Source(s): United Nations Regional Information Centre

Belgrade - One the eve of an international donor conference for flood recovery efforts in Bosnia and Herzegovina and Serbia, UNDP Administrator Helen Clark today visited an affected area in Serbia and stressed the need to include disaster resilience in forthcoming recovery and reconstruction efforts there.

"Building back better means integrating disaster risk reduction policies into the plan going forward," she said after speaking to a young family whose house had been rendered uninhabitable by the widespread floods in May. "I think the plan that Serbia is taking to Brussels tomorrow is a good plan, and it is very precise. It lays out what happened and what the needs are going forward."
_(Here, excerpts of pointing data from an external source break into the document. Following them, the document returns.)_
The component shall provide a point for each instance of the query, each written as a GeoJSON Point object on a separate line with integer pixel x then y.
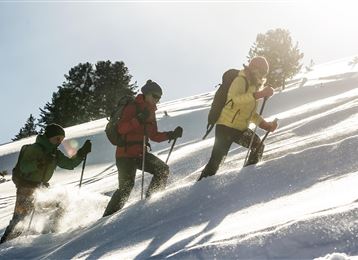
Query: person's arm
{"type": "Point", "coordinates": [32, 159]}
{"type": "Point", "coordinates": [68, 163]}
{"type": "Point", "coordinates": [268, 126]}
{"type": "Point", "coordinates": [238, 92]}
{"type": "Point", "coordinates": [156, 136]}
{"type": "Point", "coordinates": [128, 121]}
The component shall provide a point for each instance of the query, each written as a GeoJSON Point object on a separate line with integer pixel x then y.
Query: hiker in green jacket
{"type": "Point", "coordinates": [35, 167]}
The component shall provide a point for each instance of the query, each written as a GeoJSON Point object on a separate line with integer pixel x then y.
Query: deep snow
{"type": "Point", "coordinates": [301, 202]}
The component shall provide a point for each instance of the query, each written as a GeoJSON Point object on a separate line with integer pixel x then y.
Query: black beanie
{"type": "Point", "coordinates": [151, 87]}
{"type": "Point", "coordinates": [54, 130]}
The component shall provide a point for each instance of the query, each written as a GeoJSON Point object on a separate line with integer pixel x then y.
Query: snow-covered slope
{"type": "Point", "coordinates": [300, 202]}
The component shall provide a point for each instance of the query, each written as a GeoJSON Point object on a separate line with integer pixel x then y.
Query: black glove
{"type": "Point", "coordinates": [177, 133]}
{"type": "Point", "coordinates": [85, 149]}
{"type": "Point", "coordinates": [143, 115]}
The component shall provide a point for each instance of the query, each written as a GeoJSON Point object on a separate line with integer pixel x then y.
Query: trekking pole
{"type": "Point", "coordinates": [171, 149]}
{"type": "Point", "coordinates": [83, 170]}
{"type": "Point", "coordinates": [264, 138]}
{"type": "Point", "coordinates": [143, 164]}
{"type": "Point", "coordinates": [253, 135]}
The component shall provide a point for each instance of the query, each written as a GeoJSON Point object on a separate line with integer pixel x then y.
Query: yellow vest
{"type": "Point", "coordinates": [240, 108]}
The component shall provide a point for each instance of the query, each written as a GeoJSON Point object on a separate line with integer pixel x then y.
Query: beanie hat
{"type": "Point", "coordinates": [151, 88]}
{"type": "Point", "coordinates": [259, 63]}
{"type": "Point", "coordinates": [54, 130]}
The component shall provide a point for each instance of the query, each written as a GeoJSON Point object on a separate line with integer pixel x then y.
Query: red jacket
{"type": "Point", "coordinates": [133, 131]}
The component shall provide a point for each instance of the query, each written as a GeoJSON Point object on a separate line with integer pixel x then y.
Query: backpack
{"type": "Point", "coordinates": [18, 175]}
{"type": "Point", "coordinates": [111, 128]}
{"type": "Point", "coordinates": [220, 97]}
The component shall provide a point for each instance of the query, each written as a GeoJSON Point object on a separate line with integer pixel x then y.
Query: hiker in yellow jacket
{"type": "Point", "coordinates": [239, 111]}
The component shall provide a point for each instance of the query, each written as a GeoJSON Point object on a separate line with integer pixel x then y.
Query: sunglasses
{"type": "Point", "coordinates": [260, 74]}
{"type": "Point", "coordinates": [157, 97]}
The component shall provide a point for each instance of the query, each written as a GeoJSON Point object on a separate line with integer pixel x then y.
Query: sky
{"type": "Point", "coordinates": [184, 46]}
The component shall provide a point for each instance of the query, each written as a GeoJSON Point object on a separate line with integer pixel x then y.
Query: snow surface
{"type": "Point", "coordinates": [301, 202]}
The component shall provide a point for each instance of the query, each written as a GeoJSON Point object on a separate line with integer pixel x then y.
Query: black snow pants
{"type": "Point", "coordinates": [127, 168]}
{"type": "Point", "coordinates": [224, 137]}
Heavy rainfalls hit Serbia in May causing unprecedented floods which killed 34 people and forced 32,000 people to evacuate their homes. The flood also inundated two coal mines, knocking out around 40% of Serbia's energy supply. Post-disaster needs were valued at 1,345 million EUR, of which 403 million EUR (30 per cent of the total) refer to recovery activities, and 942 million EUR (70 per cent) are reconstruction needs.

Helen Clark, together with the Deputy Prime Minister, Minister of Construction, Transport and Infrastructure, Zorana Mihajlović, visited Smederevska Palanka, one of the six municipalities where UNDP is currently implementing a recovery project funded under the United Nations Central Emergency Response Fund (CERF) to support relief efforts in Serbia. This project is working to provide safe water to the 240,000 persons in these areas by the end of the month through the cleaning and repair of the sewage system.

"I came to Serbia to see first-hand what has happened here, before going tomorrow to the international donors' conference in Brussels, said Helen Clark. As partners look into the needs here, I hope that will bring more international support for Serbia, on top of what has already come, to bolster its efforts to restore the economic and social conditions of the affected areas and to create a higher level of disaster resilience".

In addition to the CERF response, UNDP has started two additional recovery projects. One will tackle waste management and debris removal through a cash-for-work scheme whereby people affected by the floods will be directly involved in the rehabilitation of their community infrastructure and will get money in exchange for their work, improving their livelihoods. The second project will build new houses in the area.

During her two-day visit to Serbia, Helen Clark met the Prime Minister of Serbia, Aleksandar Vucic, the First Deputy Prime Minister and Minister of Foreign Affairs, Ivica Dacic, and representatives from diplomatic missions and civil society. In her meetings with government, she discussed expanding UNDP's partnership with the country to include post-disaster and climate change response, and to accompany Serbia in its journey to join the European Union.

UNDP has been working in Serbia since 2000 in the areas of democratic governance, social inclusion and energy and environment.